I spend roughly a session with each in the couple – with you both present – talking about your family of origin. Yes, I ask for names and geographic locations and relational histories of the people that end up on your Family Tree.
Then we are done with that, we review your initial hopes and goals and we make a plan. From there, we move forward.
How, you are asking, is counseling like painting then? It’s like painting because it’s a process. You can’t smash all of this information into one, or two, or even three 50 minute sessions.
When we were recently doing some house repair/remodel in our home, we had a deadline. Family visiting from out of town in about a month. People who were hoping to occupy that space in peace and comfort.
As it always so happens, we found one bigger issue that needed to be addressed before we ever would be able to put the walls back up/on and even start picking the colors for the walls to be painted with. I so badly wanted to get the project done in the original time frame but we were told that the cement needed to dry for 10 days, pushing our deadline out way too far.
So, when it came time to paint, I asked what the shortest time period would be that we could do that in. I wanted it all done ASAP. There was so much still to be done after we were done with that.
As much as I tried, the answer was – you can’t hurry the process. I knew we needed a base coat, and then at least two coats of color after that. Maybe three. In my head, I was already mourning not being able to meet the deadline and needing to have family stay elsewhere for a few days when they arrived. Humid weather didn’t help. So we went with it.
Now, we could have done the priming in the morning, and smacked the next coat on before the first one was quite dry, adding another and another, being done by noon.

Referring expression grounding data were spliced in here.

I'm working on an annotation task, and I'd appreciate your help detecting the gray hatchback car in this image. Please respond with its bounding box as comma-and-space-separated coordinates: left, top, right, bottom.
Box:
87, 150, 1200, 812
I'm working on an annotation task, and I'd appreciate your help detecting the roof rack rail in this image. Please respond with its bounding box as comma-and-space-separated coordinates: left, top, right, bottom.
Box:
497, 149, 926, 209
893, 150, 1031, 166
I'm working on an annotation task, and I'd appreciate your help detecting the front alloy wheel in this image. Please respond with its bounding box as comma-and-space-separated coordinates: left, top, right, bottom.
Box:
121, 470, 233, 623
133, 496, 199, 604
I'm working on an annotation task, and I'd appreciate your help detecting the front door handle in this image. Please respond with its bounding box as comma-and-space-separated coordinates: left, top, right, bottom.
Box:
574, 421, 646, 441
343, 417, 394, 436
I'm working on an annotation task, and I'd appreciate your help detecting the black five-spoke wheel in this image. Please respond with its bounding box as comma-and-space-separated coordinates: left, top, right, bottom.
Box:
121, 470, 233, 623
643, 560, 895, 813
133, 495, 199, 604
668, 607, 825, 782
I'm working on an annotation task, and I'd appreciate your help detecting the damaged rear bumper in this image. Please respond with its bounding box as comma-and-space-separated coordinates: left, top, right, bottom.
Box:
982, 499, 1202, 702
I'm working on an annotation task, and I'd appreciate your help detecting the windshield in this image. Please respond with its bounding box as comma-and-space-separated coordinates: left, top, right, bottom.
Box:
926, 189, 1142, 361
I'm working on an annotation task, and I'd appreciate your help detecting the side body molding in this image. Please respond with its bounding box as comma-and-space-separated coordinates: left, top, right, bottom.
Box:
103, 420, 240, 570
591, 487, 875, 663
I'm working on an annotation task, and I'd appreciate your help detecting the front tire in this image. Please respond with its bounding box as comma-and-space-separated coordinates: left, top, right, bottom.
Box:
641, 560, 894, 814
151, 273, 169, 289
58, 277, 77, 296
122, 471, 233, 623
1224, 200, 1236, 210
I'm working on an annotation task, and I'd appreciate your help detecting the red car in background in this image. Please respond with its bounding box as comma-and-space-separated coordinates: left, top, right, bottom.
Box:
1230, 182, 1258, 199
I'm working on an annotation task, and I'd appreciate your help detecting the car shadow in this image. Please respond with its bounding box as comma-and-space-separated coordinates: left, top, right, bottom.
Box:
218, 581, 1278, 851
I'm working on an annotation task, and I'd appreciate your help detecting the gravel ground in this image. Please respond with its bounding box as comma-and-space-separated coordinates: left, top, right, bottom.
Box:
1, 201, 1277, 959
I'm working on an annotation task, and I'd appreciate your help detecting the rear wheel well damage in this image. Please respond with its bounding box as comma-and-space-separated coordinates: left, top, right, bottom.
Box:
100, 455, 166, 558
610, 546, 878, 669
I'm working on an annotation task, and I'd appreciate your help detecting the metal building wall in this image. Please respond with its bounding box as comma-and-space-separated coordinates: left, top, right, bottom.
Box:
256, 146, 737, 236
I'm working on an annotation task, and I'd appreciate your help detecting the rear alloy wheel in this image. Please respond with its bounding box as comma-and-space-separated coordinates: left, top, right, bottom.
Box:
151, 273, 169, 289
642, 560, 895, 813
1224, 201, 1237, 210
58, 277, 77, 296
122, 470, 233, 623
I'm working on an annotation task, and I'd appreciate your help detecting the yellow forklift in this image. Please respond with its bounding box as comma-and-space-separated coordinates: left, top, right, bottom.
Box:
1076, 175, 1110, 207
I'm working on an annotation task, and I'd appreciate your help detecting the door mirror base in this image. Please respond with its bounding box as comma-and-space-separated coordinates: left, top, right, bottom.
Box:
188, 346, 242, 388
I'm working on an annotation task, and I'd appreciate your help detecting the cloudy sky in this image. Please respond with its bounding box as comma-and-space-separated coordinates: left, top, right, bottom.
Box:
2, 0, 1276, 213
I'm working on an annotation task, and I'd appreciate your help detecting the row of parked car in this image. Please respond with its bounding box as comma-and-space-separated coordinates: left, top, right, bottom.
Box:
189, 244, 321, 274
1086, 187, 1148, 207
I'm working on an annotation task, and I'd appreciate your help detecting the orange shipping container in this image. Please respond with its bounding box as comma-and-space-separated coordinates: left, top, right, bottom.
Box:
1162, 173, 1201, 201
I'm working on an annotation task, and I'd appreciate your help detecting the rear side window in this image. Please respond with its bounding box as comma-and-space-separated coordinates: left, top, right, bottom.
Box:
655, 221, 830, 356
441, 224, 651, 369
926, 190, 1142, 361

The risk being – if the walls aren’t dry enough and the colors are thrown on the walls prematurely, the color would not be even. Depending on the level of humidity that day, they could even peel off. They would be been done but there would be a greater chance that we would have to start from scratch a week or two later. All that because we didn’t wait long enough and didn’t let the layers dry as recommended. If you want it done right, you can’t hurry the process.
Often when you come in with one issue at hand, some other issue might surface that also needs your attention. You can’t paint before the walls are up and finished. In the same way, you may not be able to move on unless you take care of this issue at hand.
And then, remember this: You have been ‘perfecting’ your ways as a couple for one, five, ten or twenty some years. You cannot expect that in 2-3 sessions we would undo all that, get you both on track and send you on your way. If you are looking for a three session fix, I am not your girl. I can’t put a band-aid on a wound that requires a trip to the ER.
When couples ask me how long marriage counseling typically takes, there is no magic answer. Generally speaking, depending on what our plan looks like at the end of session four you are probably looking at 10-12 weeks of weekly sessions at a minimum. Three to six months is quite common, with more time necessary if you two have been in great distress for months or years and never talked about the elephant in the room. And maybe by now, it’s a whole elephant family.
Lastly, I do pride myself in always saying and sharing my mantra: “I am in the business of putting myself out of business.”
I don’t want you to need me forever. I want you as a couple to do the work you need to do, process what you need to process, take responsibility for your part in the dance, learn what you need to learn – and go and be able to fish on your own from there.